Registry and API in a sanctioned language (Ephapax/Rust/Elixir — ReScript retired 2026-04). Modalities in Rust, exposed via SNIFs (see hyperpolymath/snifs) when crossing the BEAM boundary. Hypatia’s own FFI is Zig-via-dlopen, not NIFs — SNIFs become relevant only if a BEAM NIF is ever added (e.g. alongside a future Nx/EXLA backend).

Zero-Trust

verisim-semantic + proven for ZKP. sactify-php for signatures.

Federation Flexibility

Nodes use different stores per modality. Registry abstracts differences.

Simplicity

No CockroachDB ops burden. Custom crates simpler than Fluree/TimescaleDB.
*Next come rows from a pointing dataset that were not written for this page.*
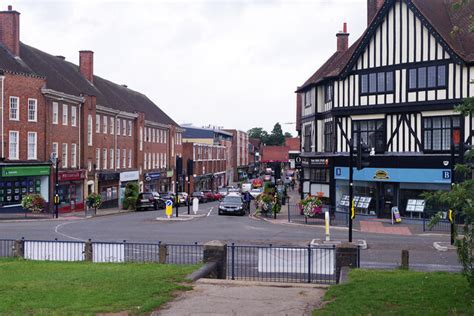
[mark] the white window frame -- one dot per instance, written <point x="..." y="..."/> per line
<point x="73" y="115"/>
<point x="89" y="130"/>
<point x="32" y="153"/>
<point x="97" y="123"/>
<point x="55" y="113"/>
<point x="32" y="107"/>
<point x="16" y="117"/>
<point x="65" y="114"/>
<point x="97" y="158"/>
<point x="13" y="154"/>
<point x="73" y="155"/>
<point x="64" y="155"/>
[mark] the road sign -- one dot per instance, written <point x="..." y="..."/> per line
<point x="169" y="208"/>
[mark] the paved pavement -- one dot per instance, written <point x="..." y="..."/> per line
<point x="216" y="297"/>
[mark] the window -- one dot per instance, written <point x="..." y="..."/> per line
<point x="104" y="158"/>
<point x="97" y="123"/>
<point x="379" y="82"/>
<point x="112" y="125"/>
<point x="89" y="130"/>
<point x="55" y="113"/>
<point x="32" y="108"/>
<point x="14" y="108"/>
<point x="64" y="156"/>
<point x="112" y="158"/>
<point x="97" y="158"/>
<point x="73" y="115"/>
<point x="32" y="145"/>
<point x="56" y="149"/>
<point x="104" y="124"/>
<point x="328" y="92"/>
<point x="439" y="132"/>
<point x="65" y="114"/>
<point x="73" y="155"/>
<point x="370" y="132"/>
<point x="328" y="130"/>
<point x="117" y="162"/>
<point x="124" y="157"/>
<point x="431" y="77"/>
<point x="307" y="138"/>
<point x="13" y="145"/>
<point x="118" y="126"/>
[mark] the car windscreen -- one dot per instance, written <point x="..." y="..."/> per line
<point x="233" y="199"/>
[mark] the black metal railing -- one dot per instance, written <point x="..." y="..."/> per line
<point x="6" y="248"/>
<point x="282" y="264"/>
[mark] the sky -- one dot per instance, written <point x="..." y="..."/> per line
<point x="234" y="64"/>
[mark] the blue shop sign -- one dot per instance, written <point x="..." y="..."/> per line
<point x="152" y="176"/>
<point x="395" y="175"/>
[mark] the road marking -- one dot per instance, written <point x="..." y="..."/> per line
<point x="208" y="214"/>
<point x="67" y="236"/>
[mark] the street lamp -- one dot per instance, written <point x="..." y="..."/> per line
<point x="55" y="161"/>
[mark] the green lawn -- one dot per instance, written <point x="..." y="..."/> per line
<point x="373" y="292"/>
<point x="80" y="288"/>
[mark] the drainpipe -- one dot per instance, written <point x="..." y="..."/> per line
<point x="2" y="78"/>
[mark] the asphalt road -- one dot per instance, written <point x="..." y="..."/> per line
<point x="383" y="250"/>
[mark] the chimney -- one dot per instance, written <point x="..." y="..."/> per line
<point x="10" y="30"/>
<point x="343" y="39"/>
<point x="86" y="64"/>
<point x="373" y="7"/>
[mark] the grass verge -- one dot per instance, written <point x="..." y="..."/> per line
<point x="373" y="292"/>
<point x="59" y="288"/>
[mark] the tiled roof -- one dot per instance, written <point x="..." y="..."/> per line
<point x="274" y="153"/>
<point x="439" y="13"/>
<point x="64" y="76"/>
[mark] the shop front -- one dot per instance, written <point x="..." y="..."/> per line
<point x="109" y="188"/>
<point x="378" y="190"/>
<point x="125" y="178"/>
<point x="71" y="190"/>
<point x="19" y="180"/>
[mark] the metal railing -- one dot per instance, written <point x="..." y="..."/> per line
<point x="282" y="264"/>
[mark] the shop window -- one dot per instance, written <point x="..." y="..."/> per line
<point x="439" y="132"/>
<point x="423" y="78"/>
<point x="378" y="82"/>
<point x="370" y="132"/>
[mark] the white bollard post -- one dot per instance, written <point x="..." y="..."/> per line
<point x="326" y="219"/>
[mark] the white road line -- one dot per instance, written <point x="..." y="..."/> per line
<point x="208" y="214"/>
<point x="67" y="236"/>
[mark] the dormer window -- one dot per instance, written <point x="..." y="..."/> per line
<point x="328" y="92"/>
<point x="377" y="83"/>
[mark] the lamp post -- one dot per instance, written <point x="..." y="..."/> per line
<point x="55" y="161"/>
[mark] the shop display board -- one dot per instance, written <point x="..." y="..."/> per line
<point x="417" y="206"/>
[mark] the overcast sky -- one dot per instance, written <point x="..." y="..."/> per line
<point x="226" y="63"/>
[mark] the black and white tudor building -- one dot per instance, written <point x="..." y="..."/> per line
<point x="395" y="89"/>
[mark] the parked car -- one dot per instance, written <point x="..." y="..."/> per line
<point x="232" y="204"/>
<point x="145" y="201"/>
<point x="256" y="192"/>
<point x="200" y="196"/>
<point x="183" y="198"/>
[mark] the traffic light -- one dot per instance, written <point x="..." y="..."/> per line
<point x="363" y="154"/>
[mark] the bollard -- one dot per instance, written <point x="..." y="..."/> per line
<point x="88" y="250"/>
<point x="162" y="253"/>
<point x="405" y="260"/>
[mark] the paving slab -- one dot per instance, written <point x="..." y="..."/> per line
<point x="245" y="298"/>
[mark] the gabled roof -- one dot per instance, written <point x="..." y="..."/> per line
<point x="64" y="76"/>
<point x="438" y="13"/>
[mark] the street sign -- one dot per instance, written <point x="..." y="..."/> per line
<point x="169" y="208"/>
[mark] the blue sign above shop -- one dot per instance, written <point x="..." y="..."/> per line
<point x="395" y="175"/>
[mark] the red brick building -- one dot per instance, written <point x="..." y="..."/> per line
<point x="104" y="134"/>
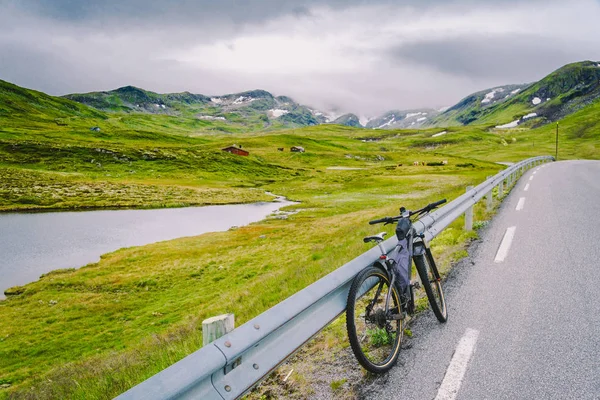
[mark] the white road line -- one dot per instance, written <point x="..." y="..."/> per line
<point x="505" y="245"/>
<point x="458" y="366"/>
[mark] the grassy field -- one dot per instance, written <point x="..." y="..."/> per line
<point x="96" y="331"/>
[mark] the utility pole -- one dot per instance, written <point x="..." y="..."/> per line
<point x="556" y="155"/>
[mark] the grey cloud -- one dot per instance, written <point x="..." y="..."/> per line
<point x="519" y="58"/>
<point x="62" y="46"/>
<point x="197" y="11"/>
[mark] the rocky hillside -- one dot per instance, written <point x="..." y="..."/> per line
<point x="348" y="120"/>
<point x="18" y="102"/>
<point x="472" y="107"/>
<point x="252" y="106"/>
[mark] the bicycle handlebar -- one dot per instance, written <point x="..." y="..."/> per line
<point x="378" y="221"/>
<point x="425" y="209"/>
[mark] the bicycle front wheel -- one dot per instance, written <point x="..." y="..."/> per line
<point x="375" y="337"/>
<point x="432" y="283"/>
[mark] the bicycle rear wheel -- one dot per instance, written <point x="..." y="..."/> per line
<point x="374" y="337"/>
<point x="432" y="283"/>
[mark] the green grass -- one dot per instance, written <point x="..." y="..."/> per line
<point x="98" y="330"/>
<point x="120" y="307"/>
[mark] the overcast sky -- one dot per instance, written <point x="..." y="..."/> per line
<point x="359" y="56"/>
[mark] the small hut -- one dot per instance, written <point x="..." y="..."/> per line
<point x="236" y="150"/>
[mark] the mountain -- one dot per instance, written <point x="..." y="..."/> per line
<point x="251" y="106"/>
<point x="348" y="120"/>
<point x="402" y="119"/>
<point x="559" y="94"/>
<point x="472" y="107"/>
<point x="18" y="102"/>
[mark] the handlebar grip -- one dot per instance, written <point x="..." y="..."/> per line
<point x="437" y="203"/>
<point x="378" y="221"/>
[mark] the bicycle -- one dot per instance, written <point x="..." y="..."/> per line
<point x="382" y="294"/>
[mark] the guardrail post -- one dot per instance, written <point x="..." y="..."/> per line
<point x="215" y="327"/>
<point x="469" y="214"/>
<point x="490" y="198"/>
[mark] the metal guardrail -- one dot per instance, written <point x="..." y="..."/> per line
<point x="233" y="364"/>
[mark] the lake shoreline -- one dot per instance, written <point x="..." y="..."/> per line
<point x="94" y="253"/>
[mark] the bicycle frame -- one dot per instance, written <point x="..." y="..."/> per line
<point x="416" y="247"/>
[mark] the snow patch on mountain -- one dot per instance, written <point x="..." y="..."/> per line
<point x="490" y="96"/>
<point x="364" y="120"/>
<point x="387" y="123"/>
<point x="211" y="118"/>
<point x="509" y="125"/>
<point x="276" y="113"/>
<point x="243" y="99"/>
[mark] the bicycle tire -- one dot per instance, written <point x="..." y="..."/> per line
<point x="430" y="279"/>
<point x="375" y="340"/>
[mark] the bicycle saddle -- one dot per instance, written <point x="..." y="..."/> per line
<point x="375" y="238"/>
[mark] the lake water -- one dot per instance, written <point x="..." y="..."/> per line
<point x="33" y="244"/>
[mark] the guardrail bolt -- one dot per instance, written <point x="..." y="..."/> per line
<point x="469" y="214"/>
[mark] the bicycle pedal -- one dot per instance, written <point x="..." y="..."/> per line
<point x="396" y="317"/>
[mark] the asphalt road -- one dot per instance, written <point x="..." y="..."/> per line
<point x="532" y="321"/>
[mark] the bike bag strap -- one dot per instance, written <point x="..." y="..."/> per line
<point x="418" y="248"/>
<point x="403" y="228"/>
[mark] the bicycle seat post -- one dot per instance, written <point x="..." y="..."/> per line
<point x="383" y="253"/>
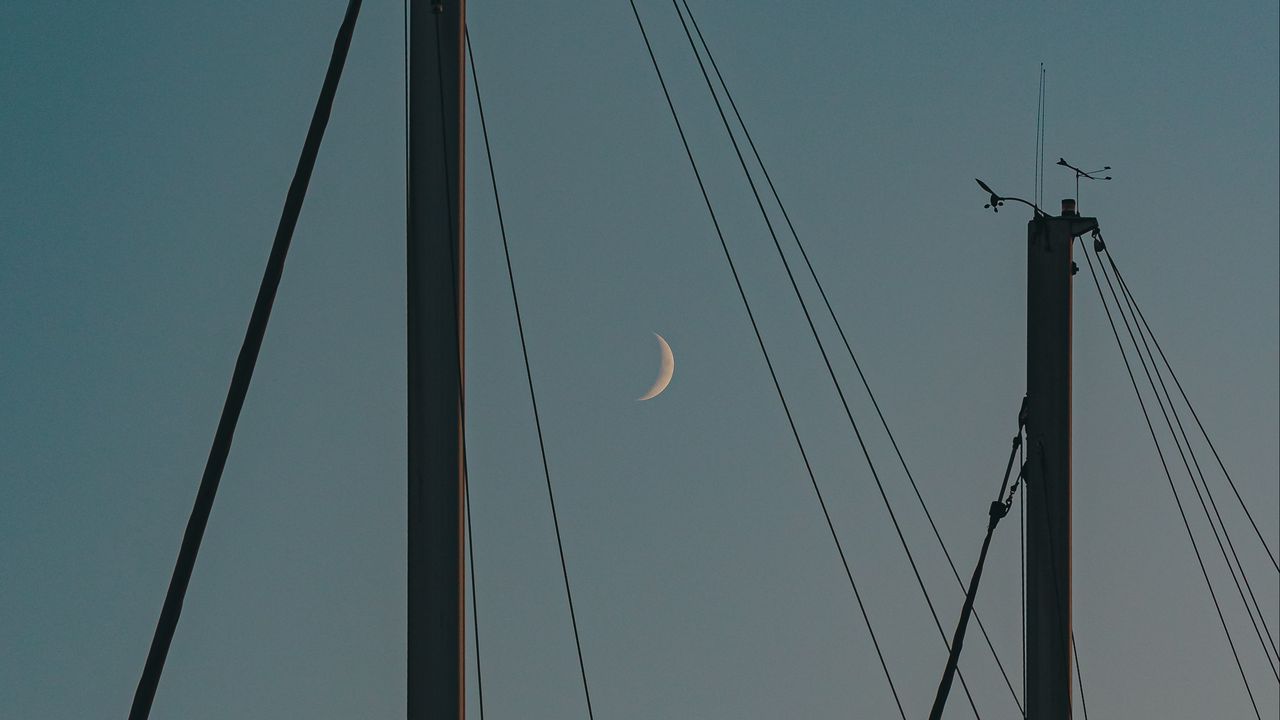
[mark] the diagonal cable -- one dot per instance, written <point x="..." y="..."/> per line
<point x="768" y="363"/>
<point x="1191" y="475"/>
<point x="1144" y="332"/>
<point x="1124" y="286"/>
<point x="1169" y="477"/>
<point x="529" y="377"/>
<point x="844" y="337"/>
<point x="241" y="376"/>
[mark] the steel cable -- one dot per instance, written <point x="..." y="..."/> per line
<point x="768" y="361"/>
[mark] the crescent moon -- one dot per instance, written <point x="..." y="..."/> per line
<point x="664" y="370"/>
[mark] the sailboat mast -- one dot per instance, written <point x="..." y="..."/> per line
<point x="1048" y="461"/>
<point x="437" y="463"/>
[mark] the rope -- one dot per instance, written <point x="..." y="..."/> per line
<point x="1022" y="566"/>
<point x="768" y="361"/>
<point x="1200" y="496"/>
<point x="1143" y="332"/>
<point x="1079" y="678"/>
<point x="529" y="377"/>
<point x="1169" y="477"/>
<point x="1124" y="286"/>
<point x="241" y="376"/>
<point x="831" y="311"/>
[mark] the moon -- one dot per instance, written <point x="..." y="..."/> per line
<point x="666" y="369"/>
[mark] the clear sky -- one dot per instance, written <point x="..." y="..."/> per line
<point x="146" y="150"/>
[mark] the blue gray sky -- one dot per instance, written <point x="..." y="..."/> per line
<point x="147" y="147"/>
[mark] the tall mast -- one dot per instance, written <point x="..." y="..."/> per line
<point x="435" y="360"/>
<point x="1048" y="461"/>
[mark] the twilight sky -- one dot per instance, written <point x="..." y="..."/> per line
<point x="146" y="153"/>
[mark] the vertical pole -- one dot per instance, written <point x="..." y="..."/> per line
<point x="435" y="352"/>
<point x="1048" y="461"/>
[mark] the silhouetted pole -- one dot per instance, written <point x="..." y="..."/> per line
<point x="435" y="323"/>
<point x="1048" y="461"/>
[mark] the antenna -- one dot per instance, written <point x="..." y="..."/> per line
<point x="1086" y="174"/>
<point x="1038" y="186"/>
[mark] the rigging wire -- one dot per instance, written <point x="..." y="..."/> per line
<point x="1142" y="317"/>
<point x="831" y="311"/>
<point x="1022" y="560"/>
<point x="1079" y="679"/>
<point x="245" y="363"/>
<point x="1169" y="477"/>
<point x="822" y="350"/>
<point x="457" y="328"/>
<point x="529" y="374"/>
<point x="768" y="361"/>
<point x="1191" y="475"/>
<point x="1144" y="332"/>
<point x="997" y="510"/>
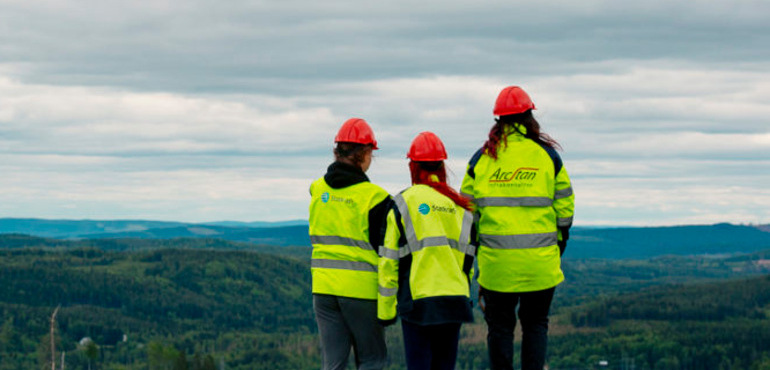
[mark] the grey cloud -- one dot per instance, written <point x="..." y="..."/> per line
<point x="244" y="46"/>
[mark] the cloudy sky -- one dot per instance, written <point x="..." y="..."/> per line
<point x="208" y="110"/>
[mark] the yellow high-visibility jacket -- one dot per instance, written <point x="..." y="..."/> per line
<point x="343" y="225"/>
<point x="525" y="205"/>
<point x="426" y="260"/>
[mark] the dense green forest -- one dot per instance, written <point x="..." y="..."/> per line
<point x="211" y="304"/>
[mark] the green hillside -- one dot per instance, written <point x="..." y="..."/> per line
<point x="714" y="326"/>
<point x="190" y="301"/>
<point x="159" y="304"/>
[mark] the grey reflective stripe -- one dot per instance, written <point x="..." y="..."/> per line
<point x="411" y="236"/>
<point x="387" y="292"/>
<point x="524" y="241"/>
<point x="514" y="202"/>
<point x="564" y="221"/>
<point x="463" y="247"/>
<point x="563" y="193"/>
<point x="339" y="240"/>
<point x="388" y="253"/>
<point x="343" y="265"/>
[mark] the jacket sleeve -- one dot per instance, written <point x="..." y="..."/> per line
<point x="564" y="205"/>
<point x="377" y="225"/>
<point x="466" y="188"/>
<point x="388" y="271"/>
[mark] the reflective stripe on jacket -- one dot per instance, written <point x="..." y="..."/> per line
<point x="344" y="263"/>
<point x="426" y="261"/>
<point x="524" y="198"/>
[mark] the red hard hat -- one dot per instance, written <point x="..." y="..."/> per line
<point x="427" y="147"/>
<point x="356" y="130"/>
<point x="512" y="100"/>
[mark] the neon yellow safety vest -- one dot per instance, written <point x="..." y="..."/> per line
<point x="522" y="199"/>
<point x="428" y="239"/>
<point x="343" y="262"/>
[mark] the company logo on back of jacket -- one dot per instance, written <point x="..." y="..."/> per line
<point x="326" y="197"/>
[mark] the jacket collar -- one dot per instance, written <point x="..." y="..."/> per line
<point x="341" y="175"/>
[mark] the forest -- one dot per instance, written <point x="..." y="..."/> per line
<point x="212" y="304"/>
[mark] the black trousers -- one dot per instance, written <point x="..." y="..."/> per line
<point x="500" y="314"/>
<point x="431" y="347"/>
<point x="345" y="322"/>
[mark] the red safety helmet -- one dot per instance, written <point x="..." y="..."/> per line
<point x="512" y="100"/>
<point x="427" y="147"/>
<point x="356" y="130"/>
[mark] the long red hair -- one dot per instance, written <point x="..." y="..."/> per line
<point x="528" y="121"/>
<point x="433" y="174"/>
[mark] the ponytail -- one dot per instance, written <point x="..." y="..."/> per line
<point x="527" y="120"/>
<point x="433" y="174"/>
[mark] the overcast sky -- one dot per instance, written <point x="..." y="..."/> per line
<point x="207" y="110"/>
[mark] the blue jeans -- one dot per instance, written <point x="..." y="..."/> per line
<point x="500" y="314"/>
<point x="430" y="347"/>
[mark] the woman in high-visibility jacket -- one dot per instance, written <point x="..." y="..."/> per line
<point x="426" y="261"/>
<point x="525" y="207"/>
<point x="347" y="216"/>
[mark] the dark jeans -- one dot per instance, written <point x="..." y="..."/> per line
<point x="345" y="322"/>
<point x="500" y="314"/>
<point x="431" y="347"/>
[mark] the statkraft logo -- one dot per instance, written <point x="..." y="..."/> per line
<point x="521" y="174"/>
<point x="424" y="209"/>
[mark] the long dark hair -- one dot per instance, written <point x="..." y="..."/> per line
<point x="353" y="152"/>
<point x="433" y="174"/>
<point x="526" y="120"/>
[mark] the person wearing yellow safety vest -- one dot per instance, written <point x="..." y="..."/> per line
<point x="525" y="206"/>
<point x="347" y="218"/>
<point x="426" y="261"/>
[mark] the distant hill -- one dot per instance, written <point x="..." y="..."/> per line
<point x="585" y="242"/>
<point x="71" y="228"/>
<point x="258" y="223"/>
<point x="646" y="242"/>
<point x="718" y="325"/>
<point x="280" y="236"/>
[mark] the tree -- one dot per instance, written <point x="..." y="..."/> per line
<point x="91" y="350"/>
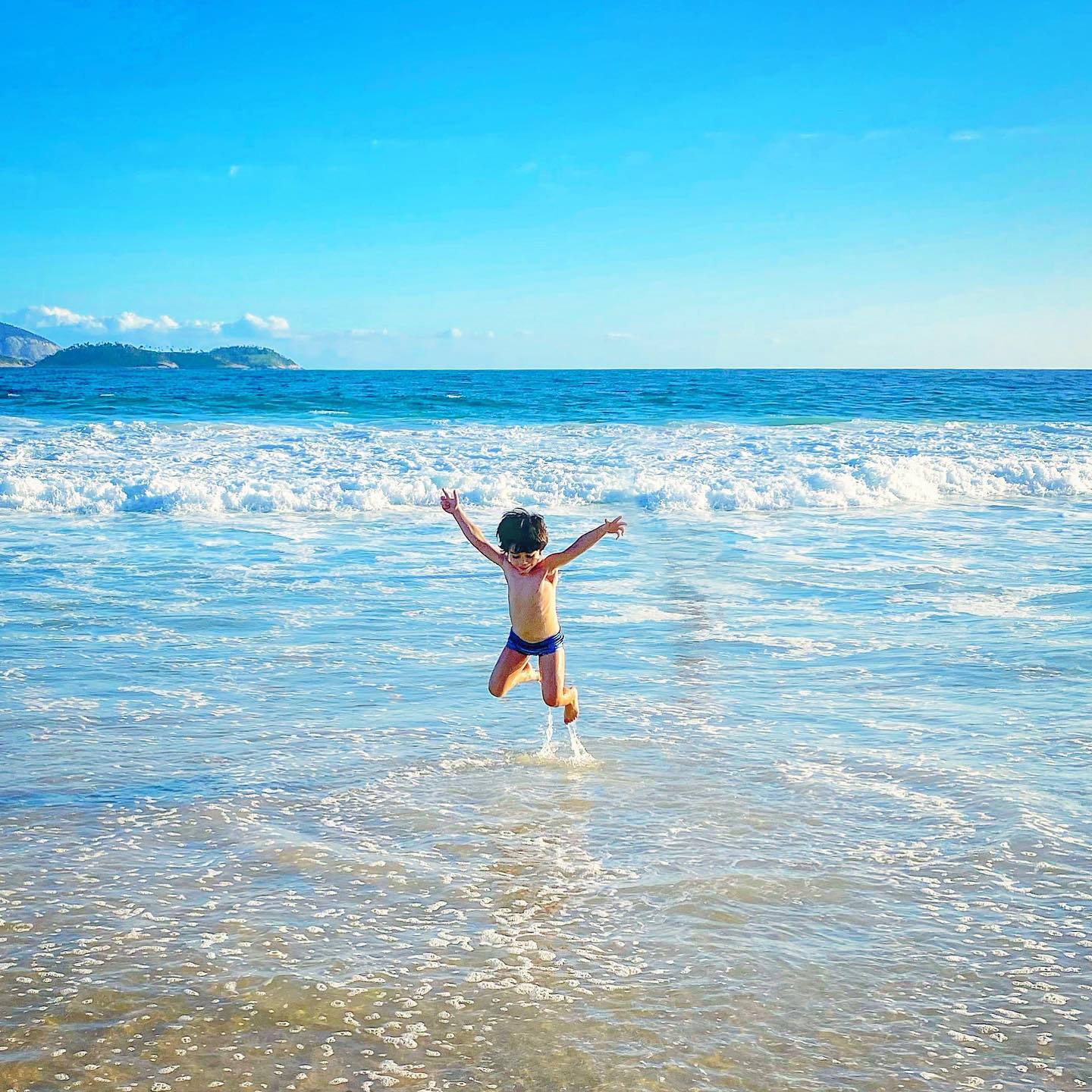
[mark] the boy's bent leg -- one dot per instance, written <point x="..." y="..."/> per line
<point x="513" y="667"/>
<point x="555" y="692"/>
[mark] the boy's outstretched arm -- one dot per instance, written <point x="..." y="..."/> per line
<point x="469" y="528"/>
<point x="585" y="541"/>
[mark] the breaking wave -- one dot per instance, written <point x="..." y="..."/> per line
<point x="337" y="468"/>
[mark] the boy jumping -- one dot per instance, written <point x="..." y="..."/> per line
<point x="532" y="598"/>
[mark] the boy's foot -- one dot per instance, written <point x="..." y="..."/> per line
<point x="573" y="710"/>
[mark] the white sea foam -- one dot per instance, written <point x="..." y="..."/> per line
<point x="136" y="466"/>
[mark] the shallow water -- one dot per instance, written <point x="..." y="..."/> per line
<point x="261" y="826"/>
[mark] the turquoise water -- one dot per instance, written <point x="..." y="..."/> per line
<point x="261" y="823"/>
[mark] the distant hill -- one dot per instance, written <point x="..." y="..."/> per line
<point x="251" y="356"/>
<point x="21" y="344"/>
<point x="115" y="355"/>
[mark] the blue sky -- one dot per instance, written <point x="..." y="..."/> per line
<point x="426" y="185"/>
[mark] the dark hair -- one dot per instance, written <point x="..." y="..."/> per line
<point x="522" y="532"/>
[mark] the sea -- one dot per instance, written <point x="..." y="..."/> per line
<point x="824" y="824"/>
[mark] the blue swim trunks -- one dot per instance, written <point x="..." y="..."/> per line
<point x="535" y="648"/>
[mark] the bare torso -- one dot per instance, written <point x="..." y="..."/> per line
<point x="532" y="601"/>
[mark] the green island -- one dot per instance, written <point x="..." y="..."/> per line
<point x="116" y="355"/>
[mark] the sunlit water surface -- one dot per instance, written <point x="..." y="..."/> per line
<point x="262" y="827"/>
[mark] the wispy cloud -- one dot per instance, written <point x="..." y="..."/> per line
<point x="49" y="318"/>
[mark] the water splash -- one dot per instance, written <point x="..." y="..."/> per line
<point x="580" y="756"/>
<point x="550" y="752"/>
<point x="548" y="749"/>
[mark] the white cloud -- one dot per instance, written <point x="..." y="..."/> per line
<point x="272" y="325"/>
<point x="44" y="318"/>
<point x="129" y="320"/>
<point x="127" y="325"/>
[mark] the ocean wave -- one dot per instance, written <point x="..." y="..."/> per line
<point x="335" y="468"/>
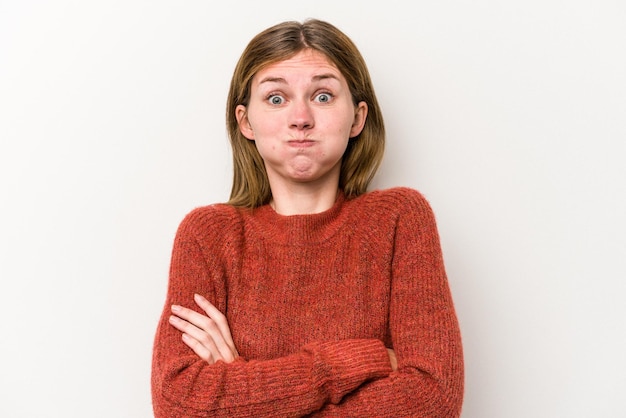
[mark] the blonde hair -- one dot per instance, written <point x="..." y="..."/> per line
<point x="364" y="154"/>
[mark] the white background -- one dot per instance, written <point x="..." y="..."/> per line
<point x="508" y="115"/>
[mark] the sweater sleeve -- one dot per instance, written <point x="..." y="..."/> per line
<point x="185" y="386"/>
<point x="425" y="333"/>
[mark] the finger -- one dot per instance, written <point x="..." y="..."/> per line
<point x="198" y="348"/>
<point x="197" y="339"/>
<point x="220" y="320"/>
<point x="206" y="331"/>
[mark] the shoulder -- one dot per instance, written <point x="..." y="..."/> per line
<point x="211" y="221"/>
<point x="397" y="200"/>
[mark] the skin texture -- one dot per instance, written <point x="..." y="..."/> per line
<point x="301" y="117"/>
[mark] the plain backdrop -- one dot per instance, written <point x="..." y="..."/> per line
<point x="508" y="115"/>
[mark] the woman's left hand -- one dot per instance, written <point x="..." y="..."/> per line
<point x="208" y="336"/>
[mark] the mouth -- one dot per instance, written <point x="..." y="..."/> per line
<point x="301" y="143"/>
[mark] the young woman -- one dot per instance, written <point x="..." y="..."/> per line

Appendix: SQL Anti-Pattern Example

Why NOT to use PostgreSQL for vectors:

-- Attempt: Store embeddings in PostgreSQL with pgvector
CREATE TABLE papers (
    id UUID PRIMARY KEY,
    title TEXT,
    embedding vector(768)  -- pgvector extension
);

CREATE INDEX ON papers USING ivfflat (embedding vector_cosine_ops);

-- Query: Find similar papers
SELECT id, title, embedding <-> $1::vector AS distance
FROM papers
ORDER BY embedding <-> $1::vector
LIMIT 10;

-- Problems:
-- 1. ivfflat is inferior to HNSW (lower recall)
-- 2. No GPU acceleration (Milvus supports GPUs)
-- 3. Can't tune index parameters at query time
-- 4. Doesn't scale to billions of vectors
-- 5. No native filtering (WHERE clauses slow down ANN)
-- 6. No hybrid search (semantic + keyword)

Solution: Use Milvus

# Milvus: Specialized vector database
from pymilvus import Collection

collection = Collection("papers")

# HNSW index with tunable parameters
collection.create_index("embedding", {
    "index_type": "HNSW",
    "metric_type": "COSINE",
    "params": {"M": 16, "efConstruction": 200}
})

# Query with filtering
results = collection.search(
    data=[query_embedding],
    anns_field="embedding",
    param={"metric_type": "COSINE", "ef": 100},
    limit=10,
    expr="year >= 2020"  # Native filtering (fast)
)

# Advantages:
# - HNSW: Superior recall compared to IVF
# - GPU support: 10-100x faster on large datasets
# - Tunable: Adjust ef at query time (precision/speed tradeoff)
# - Scales: Billions of vectors across multiple nodes
# - Hybrid: Combine semantic + keyword search natively

Takeaway: Don’t force specialized workloads into generic SQL. Use the right tool.